Wednesday, October 31, 2007

Magnifico!

“Ask a thousand Italians to cook lasagna and you’ll end up with a thousand different versions,” says Rico Matta, a transplanted Italian and proprietor of Rico’s la Trattoria, an Italian restaurant located in the Century Plaza complex along Juana Osmena St. He goes on to clarify that though Italian food has its basic recipes, most Italians have their own ideas of how each dish or sauce should taste like. That being so, there is actually no right or wrong recipe when it comes to authentic Italian cooking.

Like most Italian men, he puts his mother on a pedestal; he relates that he learned a lot about cooking from his mother, and most of the food he serves at the trattoria are versions of the dishes his mother used to cook. And like most Italians, he prefers to make his own pizza dough and pasta. Of course, his sauces are also made from scratch; homemade is the key word in Rico’s kitchen.

Pizza is essentially a choose-your-own-topping affair: starting with a basic cheese pizza with real mozzarella cheese, customers can choose from different toppings like pepperoni, ham, bacon, mushrooms, onions and peppers, among others. Diners can also specify if they want their pizza crispy or not.

Homemade pasta is the norm at Rico’s, by way of a pasta machine, and is always cooked al dente. Raviolotti, a slightly larger version of ravioli, is also available at Rico’s. Stuffed with spinach and ground beef, and swimming in a rich meat sauce, this dish would be a great introduction to Italian food for people whose experience with pasta is limited only to spaghetti Bolognese and the occasional fettucini ala carbonara.

The pesto and Bolognese at this restaurant are both, to quote an old popular TV commercial, “magnifico!” The pesto is made fresh, from basil, olive oil and pine nuts. It tastes the way it should: just the right blend of sweet and salty, just a little nutty, and definitely not so oily as to be uneatable, even though pesto sauce is composed mostly of olive oil. The Bolognese is made from tomato paste, not tomato sauce, and given the nationality of the cook, the code of Omerta automatically kicks in. Rico’s secret way of cooking the sauce remains exactly that: a secret. Nevertheless, the richness of the tomatoes and the flavor of the meat blend together perfectly, and give diners an idea of how la dolce vita is supposed to taste like.
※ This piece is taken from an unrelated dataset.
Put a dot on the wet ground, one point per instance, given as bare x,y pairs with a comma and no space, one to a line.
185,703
Rico’s marinated pork in brown sauce is a sure winner for diners looking for meat dishes, while the gnocchi in cream sauce is also worth a taste. Aside from the food, the restaurant also offers live music on most nights, and has an outdoor dining area for those who prefer it al fresco. Given the Cebuanos’ propensity for good food and leisure activities, Rico’s la Trattoria is undeniably a welcome addition to the city’s dining and entertainment scene.